Lagarde defends ECB rate hike as eurozone braces for inflation from Iran conflict
ECB President Christine Lagarde defended the first interest rate increase in nearly three years at the Sintra forum, arguing that the eurozone's improved resilience to shocks justified the move, but she cautioned that the durability of a US-Iran agreement is not guaranteed.
The June 11 decision
Lagarde pushed back against descriptions of the rate hike as a “precautionary measure,” insisting it was solidly grounded in data. She pointed out that without the increase, inflation would have stayed above the ECB’s 2% target in both 2027 and 2028. “Our rate hike was justified in all scenarios considered,” she said.
The interest rate hike was justified in all scenarios considered. It was a deliberately solid decision. And nothing observed since then has cast doubt on this assessment.
The central bank raised its key rate by 25 basis points to 2.25% on June 11, its first increase since September 2023. Lagarde framed the move as a return to basics, with the policy rate as the main instrument for stabilizing inflation, and no need for unconventional tools.
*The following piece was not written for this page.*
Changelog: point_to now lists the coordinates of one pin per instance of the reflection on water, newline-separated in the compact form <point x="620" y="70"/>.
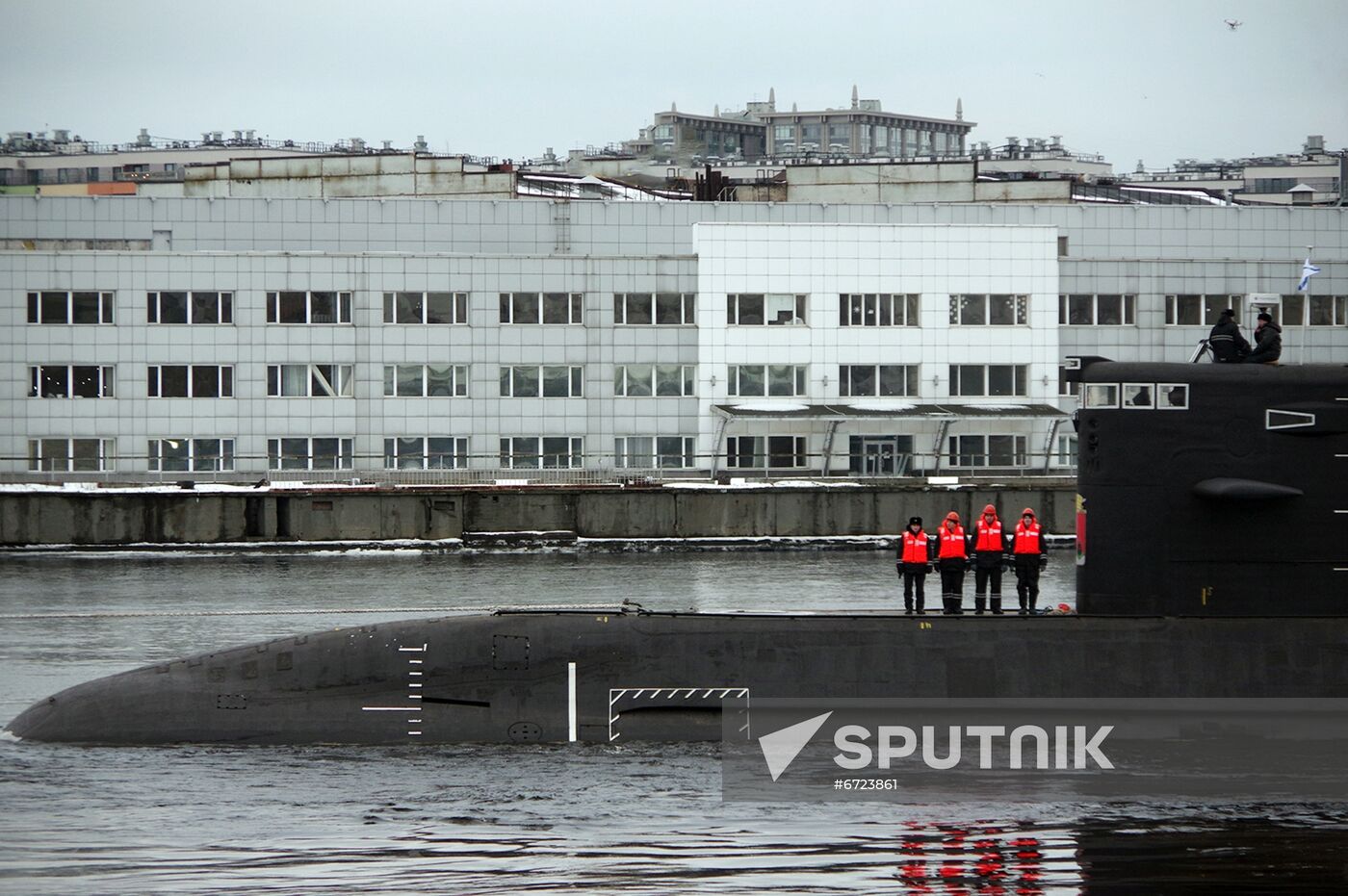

Europe’s new shock absorber
A more resilient eurozone economy now gives the ECB room to calibrate rate moves without triggering financial stress, Lagarde argued. The bloc has beefed up its institutional architecture with joint supervision and other instruments, and the economy has absorbed supply-side shocks better than in past crises.
While we are more likely to face shocks that push inflation away from target, the resilience Europe has built means their effects on our economy are more contained.
That resilience allowed the ECB to become the first major central bank to raise rates after the Iran war began, Lagarde noted. She stressed that policy can now respond with “moderate adjustments” rather than the aggressive tightening seen during the 2022–2023 inflation surge.
Iran conflict and oil volatility
The energy shock from the Middle East conflict has upended the eurozone’s hard-won disinflation. Inflation hit 3.2% in May, well above target, and oil prices have swung wildly, breaching $120 per barrel before retreating to around $70. Lagarde warned that a diplomatic resolution is far from assured.
The durability of this agreement is not guaranteed.
She also flagged the unpredictable nature of geopolitical responses, observing that the negative impact of trade tariffs had been partly offset by a surge in defense spending, an unforeseen positive demand shock. The ECB, she said, must remain ready to act if inflationary pressures reignite.
Forecasting and data-driven policy
Lagarde credited the ECB’s investment in data and projection models for giving it confidence to move in an uncertain environment. Forecast errors had been very small since the Iran conflict erupted, she said, thanks to improvements in oil, gas, and electricity price modelling made after the 2022 inflation spike.
We can continually cross-check our forecasts against incoming data to verify whether they remain on track, so that we do not end up relying on out-of-date projections.
Financial markets price in policy moves well before official decisions, she added, which buys the ECB time to sift through data and act only after a careful assessment. This transmission mechanism is especially valuable when uncertainty is high.
The path ahead
Markets and analysts now expect two or three additional rate increases this year, which would lift the deposit rate from 2.25% to around 2.75%. Lagarde did not commit to a timetable, stressing that decisions will be taken meeting by meeting. ECB board member Isabel Schnabel recently told Die Zeit that further rate rises are needed to bring inflation back to target.
The wider outlook remains clouded. The ECB projects eurozone GDP growth of 0.8% this year, 1.2% in 2027, and 1.5% in 2028. But the persistence of high uncertainty means Lagarde’s “intermediate zone” between shocks the ECB can look through and those it must fight may become a permanent feature of policy making.